Southeast US braces for Hurricane Matthew
FLORIDA, United States (AP) — People boarded up beach homes, schools closed and officials ordered large-scale evacuations along the East Coast yesterday as Hurricane Matthew tore through the Bahamas and took aim at Florida, where the governor warned the state could be facing its “biggest evacuation ever”.
Governor Rick Scott said he didn’t know how many people would be ordered to leave the coastline because it is left up to individual counties. So far, only Brevard and Martin counties have issued mandatory evacuation orders.
“When you look at this storm as it goes along the East Coast, we’re going to have to prepare every county, so it could be the biggest evacuation ever. Every county is focused on it though. We’ve been working on it even before today,” Scott said.
Matthew was a dangerous and life-threatening category 3 storm with sustained winds of 120 mph yesterday, and it was expected to be very near Florida’s Atlantic coast by this evening. It could become the first major hurricane to blow ashore in the US since Wilma slashed across Florida in 2005.
At least 11 deaths in the Caribbean have been blamed on the storm.
In South Carolina, traffic was bumper-to-bumper as people fled on Interstate 26, the main artery out of Charleston. Gasoline was hard to come by, with at least half a dozen stations along the coast out of fuel and long lines at others.
Storm shutters were closed on a number of palatial homes overlooking Charleston’s Civil War-era Battery along the water. Carriage tours made their way down streets that were largely empty of traffic.
In Florida, theme parks such as Walt Disney World watched the storm closely and Sea World told customers to anticipate altered hours.

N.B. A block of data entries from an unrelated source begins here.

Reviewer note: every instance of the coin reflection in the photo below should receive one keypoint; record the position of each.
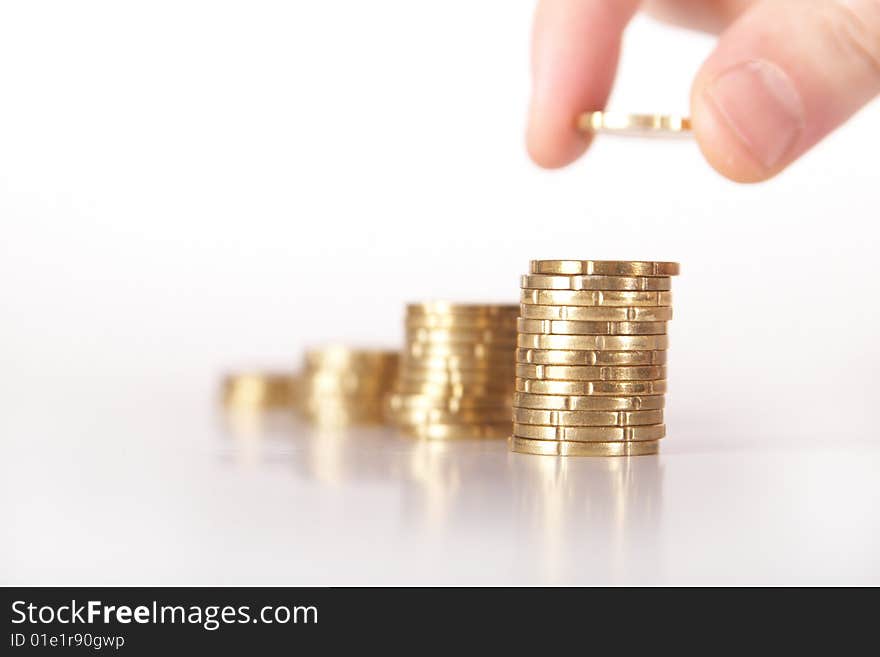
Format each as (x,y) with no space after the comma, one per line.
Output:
(608,507)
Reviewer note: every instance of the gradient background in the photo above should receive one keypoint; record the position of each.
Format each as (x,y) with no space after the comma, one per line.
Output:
(190,186)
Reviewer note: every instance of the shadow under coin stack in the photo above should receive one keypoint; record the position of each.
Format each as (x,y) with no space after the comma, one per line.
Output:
(456,371)
(341,386)
(591,358)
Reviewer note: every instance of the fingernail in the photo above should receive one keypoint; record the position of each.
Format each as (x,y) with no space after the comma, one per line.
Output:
(761,106)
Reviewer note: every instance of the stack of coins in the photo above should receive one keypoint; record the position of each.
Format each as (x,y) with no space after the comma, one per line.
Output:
(341,386)
(456,371)
(260,390)
(591,357)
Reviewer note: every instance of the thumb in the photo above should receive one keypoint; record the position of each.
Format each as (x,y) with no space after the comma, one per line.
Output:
(783,76)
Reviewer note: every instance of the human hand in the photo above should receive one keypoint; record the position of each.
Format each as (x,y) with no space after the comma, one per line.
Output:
(784,74)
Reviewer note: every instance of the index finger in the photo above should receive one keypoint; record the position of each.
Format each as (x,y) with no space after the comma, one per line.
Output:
(575,49)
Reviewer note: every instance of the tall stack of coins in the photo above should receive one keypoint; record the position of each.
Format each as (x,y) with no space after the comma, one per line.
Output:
(591,357)
(341,386)
(456,371)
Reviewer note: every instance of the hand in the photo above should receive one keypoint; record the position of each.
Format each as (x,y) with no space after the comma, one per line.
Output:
(784,74)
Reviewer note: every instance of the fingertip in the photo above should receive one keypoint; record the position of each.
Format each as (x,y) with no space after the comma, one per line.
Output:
(722,149)
(550,147)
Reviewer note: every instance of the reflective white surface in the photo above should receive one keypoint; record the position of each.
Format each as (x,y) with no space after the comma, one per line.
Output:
(270,177)
(173,492)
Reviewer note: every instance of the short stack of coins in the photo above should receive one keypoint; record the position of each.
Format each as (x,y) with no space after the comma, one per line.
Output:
(456,371)
(342,386)
(591,357)
(260,390)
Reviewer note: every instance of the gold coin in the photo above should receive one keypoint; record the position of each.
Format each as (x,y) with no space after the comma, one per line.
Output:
(604,267)
(611,388)
(339,357)
(404,402)
(498,389)
(634,283)
(590,373)
(507,323)
(597,313)
(593,342)
(588,434)
(421,417)
(442,336)
(467,377)
(593,403)
(564,448)
(447,308)
(561,357)
(458,431)
(635,125)
(594,298)
(565,327)
(477,352)
(255,390)
(456,363)
(586,418)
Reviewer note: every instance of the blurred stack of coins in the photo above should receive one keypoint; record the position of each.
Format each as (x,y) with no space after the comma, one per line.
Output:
(253,391)
(456,371)
(591,357)
(341,386)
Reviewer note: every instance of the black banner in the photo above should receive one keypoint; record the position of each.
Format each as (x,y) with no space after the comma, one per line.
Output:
(153,621)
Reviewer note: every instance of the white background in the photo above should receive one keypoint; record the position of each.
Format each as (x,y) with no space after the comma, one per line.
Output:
(188,187)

“If you’re able to go early, leave now,” Scott urged.
The National Hurricane Center in Miami said Matthew — at one point a fierce category 5 — will remain a powerful storm at least through tonight as it nears Florida. The Hurricane Center said fluctuation in intensity was expected as the storm crawls up the East Coast.

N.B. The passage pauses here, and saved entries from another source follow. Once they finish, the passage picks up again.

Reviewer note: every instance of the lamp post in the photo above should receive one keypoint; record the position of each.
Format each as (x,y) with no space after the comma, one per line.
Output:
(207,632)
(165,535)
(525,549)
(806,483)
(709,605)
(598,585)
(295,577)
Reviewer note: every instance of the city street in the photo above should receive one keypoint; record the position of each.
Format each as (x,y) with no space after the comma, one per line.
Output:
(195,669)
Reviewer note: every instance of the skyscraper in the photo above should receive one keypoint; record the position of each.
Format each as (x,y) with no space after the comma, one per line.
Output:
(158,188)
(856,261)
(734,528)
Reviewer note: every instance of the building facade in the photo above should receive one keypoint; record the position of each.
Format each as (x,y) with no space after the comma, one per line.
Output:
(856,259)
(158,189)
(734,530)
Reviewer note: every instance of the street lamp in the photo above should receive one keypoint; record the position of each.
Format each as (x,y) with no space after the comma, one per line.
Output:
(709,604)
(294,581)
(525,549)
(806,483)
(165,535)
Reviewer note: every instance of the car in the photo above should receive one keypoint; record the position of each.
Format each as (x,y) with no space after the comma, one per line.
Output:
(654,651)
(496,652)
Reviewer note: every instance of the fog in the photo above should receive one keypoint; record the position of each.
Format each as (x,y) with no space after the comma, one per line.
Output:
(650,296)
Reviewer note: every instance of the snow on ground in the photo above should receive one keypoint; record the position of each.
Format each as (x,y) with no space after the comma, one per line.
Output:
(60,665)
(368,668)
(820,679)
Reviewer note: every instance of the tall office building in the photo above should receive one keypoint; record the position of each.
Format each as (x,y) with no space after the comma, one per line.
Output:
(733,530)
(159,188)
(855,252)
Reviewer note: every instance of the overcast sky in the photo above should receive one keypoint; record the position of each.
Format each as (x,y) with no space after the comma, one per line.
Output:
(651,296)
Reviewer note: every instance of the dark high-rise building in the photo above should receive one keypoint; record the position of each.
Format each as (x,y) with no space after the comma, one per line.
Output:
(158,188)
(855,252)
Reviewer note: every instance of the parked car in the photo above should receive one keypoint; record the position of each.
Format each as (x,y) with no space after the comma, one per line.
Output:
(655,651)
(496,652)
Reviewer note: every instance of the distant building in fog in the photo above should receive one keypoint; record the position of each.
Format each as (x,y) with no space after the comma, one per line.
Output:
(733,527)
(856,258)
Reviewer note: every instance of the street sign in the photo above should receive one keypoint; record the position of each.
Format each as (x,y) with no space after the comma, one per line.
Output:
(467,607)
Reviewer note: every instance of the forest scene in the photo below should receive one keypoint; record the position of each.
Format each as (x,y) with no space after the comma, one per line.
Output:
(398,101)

Forecasters said there was a danger of life-threatening storm surge inundation along Florida’s east coast, much of which was under a hurricane watch or warning.
“When a hurricane is forecast to take a track roughly parallel to a coastline, as Matthew is forecast to do from Florida through South Carolina, it becomes very difficult to specify impacts at any one location,” said senior hurricane specialist Lixion Avila.

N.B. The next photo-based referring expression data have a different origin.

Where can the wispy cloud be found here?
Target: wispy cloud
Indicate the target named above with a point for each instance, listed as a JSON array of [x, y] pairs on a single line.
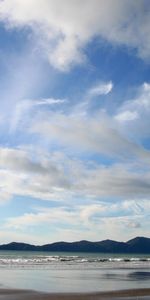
[[102, 88], [64, 36], [25, 107]]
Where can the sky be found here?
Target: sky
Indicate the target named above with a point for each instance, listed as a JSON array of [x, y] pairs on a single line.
[[74, 120]]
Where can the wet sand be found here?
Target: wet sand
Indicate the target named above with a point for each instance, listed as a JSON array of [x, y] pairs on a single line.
[[32, 295]]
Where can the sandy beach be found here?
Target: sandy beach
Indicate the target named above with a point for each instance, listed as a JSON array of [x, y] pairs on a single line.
[[9, 294]]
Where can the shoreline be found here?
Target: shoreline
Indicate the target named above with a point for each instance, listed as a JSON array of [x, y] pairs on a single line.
[[18, 294]]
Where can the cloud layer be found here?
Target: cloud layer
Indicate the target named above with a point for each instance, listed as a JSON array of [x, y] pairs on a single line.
[[65, 27]]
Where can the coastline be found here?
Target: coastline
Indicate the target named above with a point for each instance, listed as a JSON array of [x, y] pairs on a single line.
[[17, 294]]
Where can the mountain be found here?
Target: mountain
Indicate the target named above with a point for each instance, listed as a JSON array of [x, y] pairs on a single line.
[[139, 245]]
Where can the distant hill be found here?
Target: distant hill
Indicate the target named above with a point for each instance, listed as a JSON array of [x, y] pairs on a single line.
[[139, 245]]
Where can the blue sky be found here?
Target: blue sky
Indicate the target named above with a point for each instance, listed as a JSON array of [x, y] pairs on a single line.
[[74, 120]]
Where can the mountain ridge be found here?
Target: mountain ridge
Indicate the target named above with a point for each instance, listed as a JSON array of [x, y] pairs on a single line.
[[140, 245]]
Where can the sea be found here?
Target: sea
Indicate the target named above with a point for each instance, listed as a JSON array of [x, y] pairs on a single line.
[[73, 272]]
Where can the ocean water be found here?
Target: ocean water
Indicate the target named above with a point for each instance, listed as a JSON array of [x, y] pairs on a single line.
[[73, 272]]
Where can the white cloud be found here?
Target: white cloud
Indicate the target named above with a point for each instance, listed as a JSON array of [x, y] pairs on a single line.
[[55, 178], [65, 27], [23, 109], [98, 133], [101, 89], [134, 115]]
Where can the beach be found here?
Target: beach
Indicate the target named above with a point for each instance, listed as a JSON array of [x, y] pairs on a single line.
[[17, 294], [74, 276]]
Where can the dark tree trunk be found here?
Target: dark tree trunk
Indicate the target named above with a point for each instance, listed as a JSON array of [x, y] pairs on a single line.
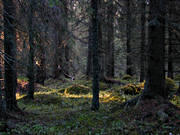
[[170, 46], [110, 40], [101, 46], [65, 38], [129, 70], [57, 52], [31, 51], [89, 57], [155, 81], [143, 21], [10, 54], [95, 42], [62, 48], [40, 66], [2, 106]]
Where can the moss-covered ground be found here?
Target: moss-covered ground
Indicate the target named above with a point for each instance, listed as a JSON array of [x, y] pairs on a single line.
[[56, 112]]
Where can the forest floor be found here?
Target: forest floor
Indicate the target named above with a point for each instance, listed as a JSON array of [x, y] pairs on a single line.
[[55, 112]]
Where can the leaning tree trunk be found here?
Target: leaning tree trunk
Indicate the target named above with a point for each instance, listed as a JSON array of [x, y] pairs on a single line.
[[143, 20], [128, 42], [2, 105], [10, 54], [110, 40], [101, 45], [155, 81], [95, 42], [89, 57], [31, 51], [170, 46]]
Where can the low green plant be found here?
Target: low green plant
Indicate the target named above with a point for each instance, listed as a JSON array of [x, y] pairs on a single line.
[[77, 89]]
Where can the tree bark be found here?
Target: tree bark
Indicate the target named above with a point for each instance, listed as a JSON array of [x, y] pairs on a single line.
[[10, 54], [170, 46], [95, 47], [31, 51], [155, 81], [143, 35], [129, 70], [110, 39]]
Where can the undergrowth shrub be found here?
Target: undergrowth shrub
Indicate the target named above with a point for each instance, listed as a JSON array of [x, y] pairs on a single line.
[[131, 89], [102, 85], [77, 89], [170, 85], [127, 77], [177, 77]]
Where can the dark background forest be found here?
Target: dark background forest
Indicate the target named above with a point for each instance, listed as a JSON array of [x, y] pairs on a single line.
[[89, 67]]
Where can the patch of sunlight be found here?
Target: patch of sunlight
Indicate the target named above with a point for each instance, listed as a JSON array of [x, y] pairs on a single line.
[[19, 96]]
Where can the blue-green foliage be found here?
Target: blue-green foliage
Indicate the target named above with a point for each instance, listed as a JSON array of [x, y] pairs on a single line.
[[53, 3]]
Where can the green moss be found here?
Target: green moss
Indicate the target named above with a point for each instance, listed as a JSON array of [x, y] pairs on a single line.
[[131, 89], [127, 77], [102, 85], [77, 89], [22, 78], [177, 77], [170, 85]]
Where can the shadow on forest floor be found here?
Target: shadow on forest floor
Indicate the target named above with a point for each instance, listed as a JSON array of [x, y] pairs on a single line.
[[55, 113]]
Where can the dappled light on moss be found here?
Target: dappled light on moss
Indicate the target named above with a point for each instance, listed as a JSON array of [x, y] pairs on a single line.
[[77, 89], [53, 111]]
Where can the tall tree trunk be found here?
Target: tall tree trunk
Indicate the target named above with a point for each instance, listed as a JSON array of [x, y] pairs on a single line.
[[65, 38], [95, 42], [101, 45], [31, 50], [143, 21], [110, 39], [10, 54], [40, 66], [129, 69], [155, 81], [170, 46], [2, 106], [89, 57]]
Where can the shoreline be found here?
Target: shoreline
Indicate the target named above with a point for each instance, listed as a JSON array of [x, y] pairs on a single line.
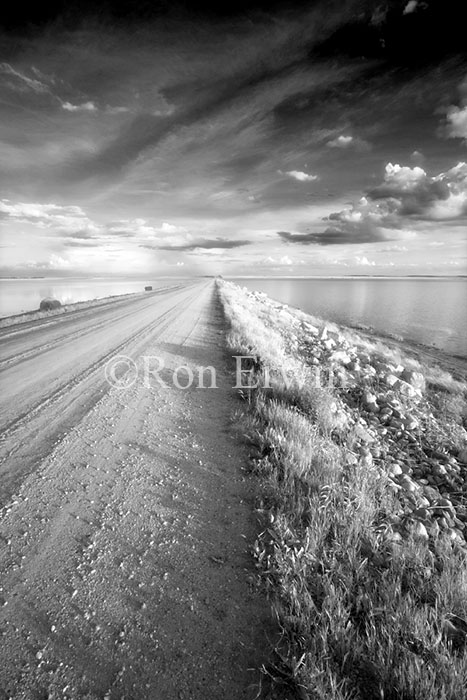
[[36, 315], [363, 502]]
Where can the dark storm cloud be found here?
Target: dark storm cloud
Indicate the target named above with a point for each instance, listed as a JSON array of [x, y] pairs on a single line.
[[206, 244], [337, 236]]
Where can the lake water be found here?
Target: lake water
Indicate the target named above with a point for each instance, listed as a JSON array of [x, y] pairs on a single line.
[[429, 311], [18, 295]]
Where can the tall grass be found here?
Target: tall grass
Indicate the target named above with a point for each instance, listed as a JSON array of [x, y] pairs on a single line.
[[363, 614]]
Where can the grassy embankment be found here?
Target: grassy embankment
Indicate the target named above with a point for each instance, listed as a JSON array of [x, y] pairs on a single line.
[[365, 567]]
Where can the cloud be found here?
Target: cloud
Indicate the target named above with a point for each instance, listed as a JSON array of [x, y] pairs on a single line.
[[67, 219], [411, 192], [363, 261], [341, 142], [457, 123], [204, 243], [410, 7], [388, 211], [347, 233], [300, 176], [20, 82], [85, 107]]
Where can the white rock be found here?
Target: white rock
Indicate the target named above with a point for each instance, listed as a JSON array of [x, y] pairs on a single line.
[[419, 531], [415, 379], [391, 379], [340, 356], [407, 390]]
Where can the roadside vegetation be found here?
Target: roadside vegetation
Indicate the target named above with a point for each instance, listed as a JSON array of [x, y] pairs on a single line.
[[363, 500]]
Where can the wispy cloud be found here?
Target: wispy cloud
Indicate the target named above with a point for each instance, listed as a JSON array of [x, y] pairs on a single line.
[[203, 244], [300, 176], [84, 107]]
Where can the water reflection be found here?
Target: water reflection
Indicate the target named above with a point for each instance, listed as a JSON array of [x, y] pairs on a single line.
[[430, 311]]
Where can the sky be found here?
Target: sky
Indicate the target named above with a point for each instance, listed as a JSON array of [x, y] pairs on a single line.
[[154, 139]]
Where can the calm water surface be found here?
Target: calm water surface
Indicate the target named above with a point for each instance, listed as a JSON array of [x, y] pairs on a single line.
[[25, 294], [430, 311]]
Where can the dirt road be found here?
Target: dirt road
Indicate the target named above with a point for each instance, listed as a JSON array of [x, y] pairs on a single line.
[[126, 514]]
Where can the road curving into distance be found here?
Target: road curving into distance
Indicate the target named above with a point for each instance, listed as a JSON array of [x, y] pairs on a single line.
[[126, 514]]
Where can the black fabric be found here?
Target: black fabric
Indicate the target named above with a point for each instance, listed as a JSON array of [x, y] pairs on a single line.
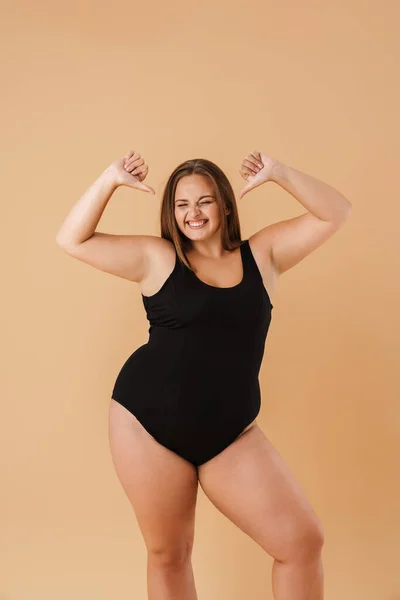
[[194, 384]]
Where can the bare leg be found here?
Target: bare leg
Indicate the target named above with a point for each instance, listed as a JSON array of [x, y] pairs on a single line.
[[250, 483], [162, 488]]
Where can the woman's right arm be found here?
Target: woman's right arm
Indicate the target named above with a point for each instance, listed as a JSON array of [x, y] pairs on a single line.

President Barack Obama was briefed on the federal government’s preparation at the Federal Emergency Management Agency’s (FEMA) headquarters in Washington.
“If you get an evacuation order, just remember that you can always rebuild, you can always repair property, we cannot restore a life if it is lost,” Obama said.
FEMA deployed personnel to Florida, Georgia, South Carolina and North Carolina, where states of emergency have been declared. The agency is also positioning commodities and other supplies at Fort Bragg in North Carolina and in Albany, Georgia.
South Carolina Governor Nikki Haley announced plans starting yesterday afternoon to evacuate a quarter million people — not including tourists — from the coast.
Haley said 315 buses were dispatched to two major coastal counties to help with evacuations. The National Guard and other law enforcement agents are mobilised, ready to ensure an orderly evacuation.
“We ask everybody to please be safe,” Haley said, warning those thinking of staying put that they could be risking the life of a law enforcement officer if they had to be rescued later.
Government officials are worried about complacency, especially in South Florida, which hasn’t seen a major hurricane — a category 3 or higher — in 11 years.